New hope for patients with low PD-L1 tumors through innovative therapeutic regimens

However, immune checkpoint inhibitors are not as effective against tumors having a PD-L1–low or PD-L1–negative profile. This presents a challenge in achieving the necessary immune response against cancer.

One potential solution lies in novel therapeutic regimens that can augment the immune checkpoint inhibitors. Tremelimumab, a humanized monoclonal antibody, is a promising candidate for these regimens. It targets CTLA-4, a protein found on the surface of T-cells, and enhances their ability to bind with other proteins, CD80 and CD86, which in turn results in diversification of T-cell responses and increased tumor infiltration.

When given together, tremelimumab and durvalumab work in a synergistic manner and support a sustained antitumor response.
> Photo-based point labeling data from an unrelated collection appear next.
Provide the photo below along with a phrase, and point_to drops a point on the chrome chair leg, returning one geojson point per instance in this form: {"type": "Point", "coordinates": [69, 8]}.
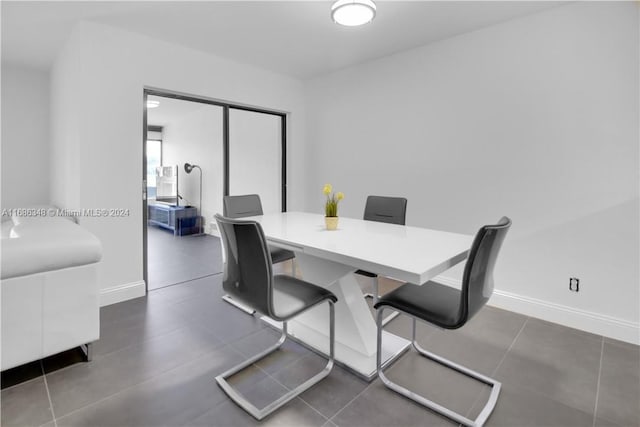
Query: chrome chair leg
{"type": "Point", "coordinates": [375, 295]}
{"type": "Point", "coordinates": [486, 411]}
{"type": "Point", "coordinates": [257, 413]}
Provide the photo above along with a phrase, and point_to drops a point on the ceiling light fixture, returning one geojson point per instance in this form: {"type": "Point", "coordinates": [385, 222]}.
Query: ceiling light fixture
{"type": "Point", "coordinates": [353, 12]}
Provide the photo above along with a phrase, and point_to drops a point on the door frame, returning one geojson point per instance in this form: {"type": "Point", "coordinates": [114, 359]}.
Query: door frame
{"type": "Point", "coordinates": [226, 106]}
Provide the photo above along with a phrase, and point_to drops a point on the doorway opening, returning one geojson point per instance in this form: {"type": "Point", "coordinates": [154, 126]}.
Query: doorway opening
{"type": "Point", "coordinates": [196, 151]}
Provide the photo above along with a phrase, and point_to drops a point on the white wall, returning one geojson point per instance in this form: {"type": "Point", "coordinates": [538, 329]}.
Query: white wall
{"type": "Point", "coordinates": [25, 136]}
{"type": "Point", "coordinates": [196, 138]}
{"type": "Point", "coordinates": [535, 118]}
{"type": "Point", "coordinates": [110, 68]}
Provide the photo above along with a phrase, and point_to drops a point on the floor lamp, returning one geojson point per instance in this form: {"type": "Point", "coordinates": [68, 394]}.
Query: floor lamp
{"type": "Point", "coordinates": [188, 168]}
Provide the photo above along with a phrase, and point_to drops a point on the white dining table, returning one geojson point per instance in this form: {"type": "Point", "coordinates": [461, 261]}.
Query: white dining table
{"type": "Point", "coordinates": [329, 259]}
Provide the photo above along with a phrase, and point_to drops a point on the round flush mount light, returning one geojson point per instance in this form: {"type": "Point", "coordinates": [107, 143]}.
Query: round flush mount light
{"type": "Point", "coordinates": [353, 12]}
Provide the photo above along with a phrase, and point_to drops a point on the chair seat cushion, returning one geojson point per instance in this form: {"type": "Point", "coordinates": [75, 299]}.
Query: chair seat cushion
{"type": "Point", "coordinates": [292, 296]}
{"type": "Point", "coordinates": [432, 302]}
{"type": "Point", "coordinates": [280, 255]}
{"type": "Point", "coordinates": [366, 273]}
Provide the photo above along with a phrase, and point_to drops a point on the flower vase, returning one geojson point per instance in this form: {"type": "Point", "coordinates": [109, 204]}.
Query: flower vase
{"type": "Point", "coordinates": [331, 222]}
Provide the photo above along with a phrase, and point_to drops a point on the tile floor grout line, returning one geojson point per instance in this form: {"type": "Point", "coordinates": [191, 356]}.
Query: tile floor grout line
{"type": "Point", "coordinates": [352, 400]}
{"type": "Point", "coordinates": [46, 387]}
{"type": "Point", "coordinates": [137, 384]}
{"type": "Point", "coordinates": [493, 373]}
{"type": "Point", "coordinates": [268, 375]}
{"type": "Point", "coordinates": [595, 405]}
{"type": "Point", "coordinates": [184, 281]}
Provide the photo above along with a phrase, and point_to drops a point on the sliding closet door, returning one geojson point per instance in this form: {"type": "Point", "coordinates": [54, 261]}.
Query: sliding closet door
{"type": "Point", "coordinates": [255, 157]}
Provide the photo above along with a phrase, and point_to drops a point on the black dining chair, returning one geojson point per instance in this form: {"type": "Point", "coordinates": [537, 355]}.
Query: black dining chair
{"type": "Point", "coordinates": [449, 308]}
{"type": "Point", "coordinates": [248, 277]}
{"type": "Point", "coordinates": [250, 205]}
{"type": "Point", "coordinates": [392, 210]}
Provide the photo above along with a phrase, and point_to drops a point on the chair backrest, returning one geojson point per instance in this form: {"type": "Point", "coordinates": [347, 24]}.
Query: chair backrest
{"type": "Point", "coordinates": [477, 280]}
{"type": "Point", "coordinates": [248, 276]}
{"type": "Point", "coordinates": [392, 210]}
{"type": "Point", "coordinates": [242, 206]}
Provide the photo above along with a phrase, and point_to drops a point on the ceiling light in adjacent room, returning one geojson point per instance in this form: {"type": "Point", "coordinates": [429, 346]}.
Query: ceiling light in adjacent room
{"type": "Point", "coordinates": [353, 12]}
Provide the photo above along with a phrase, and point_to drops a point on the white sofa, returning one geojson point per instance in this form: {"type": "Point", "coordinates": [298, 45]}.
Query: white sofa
{"type": "Point", "coordinates": [49, 289]}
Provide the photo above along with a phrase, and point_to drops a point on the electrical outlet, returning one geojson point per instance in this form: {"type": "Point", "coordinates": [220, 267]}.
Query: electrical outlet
{"type": "Point", "coordinates": [574, 284]}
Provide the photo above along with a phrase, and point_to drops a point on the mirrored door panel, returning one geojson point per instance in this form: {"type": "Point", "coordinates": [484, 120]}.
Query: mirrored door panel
{"type": "Point", "coordinates": [255, 157]}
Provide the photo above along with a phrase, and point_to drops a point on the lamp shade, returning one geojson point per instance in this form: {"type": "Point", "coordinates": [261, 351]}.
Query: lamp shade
{"type": "Point", "coordinates": [353, 12]}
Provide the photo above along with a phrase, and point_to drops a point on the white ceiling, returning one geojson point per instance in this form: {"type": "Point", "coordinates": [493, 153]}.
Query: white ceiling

The addition of chemotherapeutic drugs further increases the exposure of tumor antigens to the immune system which results in better clinical outcomes.

Seeing its potential, tremelimumab plus durvalumab combination therapy has been evaluated in phase 3 clinical trial for metastatic NSCLC [3].

Description of the clinical study

This clinical trial enrolled participants who had:

age 18 years or more.

Eastern Cooperative Oncology Group performance-status score of 0 or 1. This score reflects a patient's ability to carry out daily activities. It ranges from 0 (fully active) to 5 (dead).

measurable disease according to RECIST v1.1

not received any prior anti-cancer therapy.

no known EGFR mutations or ALK translocations.

All the participants were randomly divided into 3 groups which received:

1. Tremelimumab + Durvalumab + chemotherapy:

Administered for up to four 21-day cycles.

Followed by durvalumab once every 4 weeks until progression.

One additional dose of tremelimumab was given.

2. Durvalumab + chemotherapy:

Administered for up to four 21-day cycles.

Followed by durvalumab once every 4 weeks until progression.

3. Chemotherapy alone:

Administered for up to six 21-day cycles.

What was the outcome?

This clinical trial found that:

Both experimental regimens; tremelimumab + durvalumab + chemotherapy and durvalumab + chemotherapy demonstrated higher 12-month progression-free survival and 24-month overall survival rates compared to chemotherapy alone [4].

Most of the adverse effects were related to the chemotherapy. They were low-grade and manageable within current guidelines.

And most importantly, patients having metastatic NSCLC with less than or equal to 1% PD-L1 appeared to gain survival from the addition of tremelimumab to durvalumab and chemotherapy.

What do these results mean?

This phase 3 clinical trial has shown that the addition of tremelimumab to the regimen increases the efficacy of immune checkpoint inhibitors against tumors that do not respond well to the immune checkpoint inhibitors alone due to lack of PD-L1 on them. While the advantage may be minor compared to the effect on tumors with high PD-L1 expression, it is still a step in the right direction. These findings offer hope for patients who were previously unresponsive to immune checkpoint inhibitors alone.